Where there's a will, there's many ways to get into dispute

Lawyers for Herbert Smith find that passing along your worldly goods involves myriad complexities in different jurisdictions

PUBLISHED : Wednesday, 26 September, 2012, 12:00am
UPDATED : Wednesday, 03 October, 2012, 3:55pm

Shakespeare's King Lear famously grapples with complex issues of inheritance involving what lawyers would call mental capacity, undue influence and forgery. The passage of time has not simplified these issues, particularly where cross-border issues are involved.

A recent survey conducted across 12 jurisdictions in Asia shows just how widespread the differences are - particularly in the areas of trusts, estates and mental capacity. The differences can stem from all manner of sources, but cultural and religious considerations are important, as is the impact of colonial history.

India is a good example. One area our survey looked into was the extent to which someone can decide where their assets go when they die - whether they can execute a will. For Indian Christians, the position follows English common law. They have complete discretion how to distribute their estate. On the other hand, an Indian Muslim can only dispose of one-third of his or her estate by a will. The rest has to be distributed in accordance with certain "forced heirship" rules.

To take another example, in India, the general rule is that marriage automatically revokes all wills made by a person before the marriage, which, again, mirrors the English law position. But this provision does not apply to Hindus, Buddhists, Sikhs, Jainas or Muslims.

Forced heirship rules are by no means unique to India. Indonesia - which has roots in Roman-Dutch law, as well as Islamic law - protects the rights of children and parents. In Japan - whose civil code is based on its equivalent in Germany and France - heirs other than siblings are entitled to a legally reserved interest in the estate if they are inadequately provided for. The law in the Philippines - which is strongly influenced by Spanish law, as well as having certain common law features - reserves certain parts of an estate for certain compulsory heirs. In certain scenarios, the deceased has no testamentary freedom at all as the whole estate must be given to "forced heirs".

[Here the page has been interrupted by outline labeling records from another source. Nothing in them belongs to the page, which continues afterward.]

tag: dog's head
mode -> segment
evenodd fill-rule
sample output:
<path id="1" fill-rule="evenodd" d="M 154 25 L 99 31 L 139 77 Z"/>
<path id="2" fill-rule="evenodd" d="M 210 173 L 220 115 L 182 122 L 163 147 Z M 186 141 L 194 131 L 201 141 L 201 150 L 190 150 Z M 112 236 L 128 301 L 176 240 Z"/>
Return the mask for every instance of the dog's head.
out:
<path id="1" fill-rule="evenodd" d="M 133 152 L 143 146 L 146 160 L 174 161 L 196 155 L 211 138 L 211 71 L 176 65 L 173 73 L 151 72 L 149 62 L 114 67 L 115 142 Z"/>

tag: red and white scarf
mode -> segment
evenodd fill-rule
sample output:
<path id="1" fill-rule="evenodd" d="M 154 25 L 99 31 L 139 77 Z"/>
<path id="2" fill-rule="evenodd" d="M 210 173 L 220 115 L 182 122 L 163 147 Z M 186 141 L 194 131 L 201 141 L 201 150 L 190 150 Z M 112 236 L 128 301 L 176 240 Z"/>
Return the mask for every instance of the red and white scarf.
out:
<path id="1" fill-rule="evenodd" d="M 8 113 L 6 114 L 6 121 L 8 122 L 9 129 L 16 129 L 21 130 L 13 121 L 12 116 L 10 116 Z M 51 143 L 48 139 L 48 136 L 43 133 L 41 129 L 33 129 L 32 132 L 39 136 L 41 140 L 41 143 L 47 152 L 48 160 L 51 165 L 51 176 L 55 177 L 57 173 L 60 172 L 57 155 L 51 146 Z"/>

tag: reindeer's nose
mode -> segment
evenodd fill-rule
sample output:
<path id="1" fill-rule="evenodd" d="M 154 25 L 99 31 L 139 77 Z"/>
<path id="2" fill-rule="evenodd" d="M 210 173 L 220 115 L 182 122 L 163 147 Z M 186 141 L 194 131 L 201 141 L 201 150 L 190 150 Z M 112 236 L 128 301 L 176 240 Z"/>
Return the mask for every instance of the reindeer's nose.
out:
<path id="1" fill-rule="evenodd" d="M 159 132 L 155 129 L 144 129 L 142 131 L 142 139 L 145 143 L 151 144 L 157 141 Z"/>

These forced heirship rules may be of more than just passing interest. Most of the jurisdictions we surveyed follow similar rules on which law governs a deceased's assets:

  • For moveable assets (cash, shares or furniture), the law of the deceased's domicile will govern their distribution;
  • For immoveable assets (i.e. real estate), the law of the place where the land actually is will govern distribution.

The upshot of this can be that, for example, a holiday home in Indonesia or the Philippines (being an "immoveable asset") could be distributed in accordance with forced heirship rules and not the terms of someone's will. Thus the will may not achieve the desired outcome.

An increasingly important issue in the region is succession disputes. Hong Kong has seen a number of high-profile disputes recently, but it is not alone.

A key aspect of many of these is challenges to wills. Our survey has shown radically different approaches across the region. Hong Kong follows the English common law approach very closely and the main areas for challenge are usually lack of mental capacity, lack of knowledge or approval of the terms of the will or undue influence.

Mental capacity in this instance means that the person making the will:

  • Must understand the nature and effects of the documents he or she is signing (i.e. that it is a document that will take effect on death, governs assets and the effect that it will have over those assets);
  • Must understand the nature and extent of his/her assets (in broad terms);
  • Must understand the people who might have "moral claims" on his/her estate (i.e. the people who might sensibly be considered beneficiaries); and
  • Must not be suffering from a "disorder of the mind [that] poisons the Testator's affections, perverts his sense of right or prevents the exercise of his natural faculties".

Malaysia and Singapore follow this principle, too. South Korea takes a different position and appears to apply a lower test to a will than a contract. The person making the will only needs an understanding of his or her own intentions.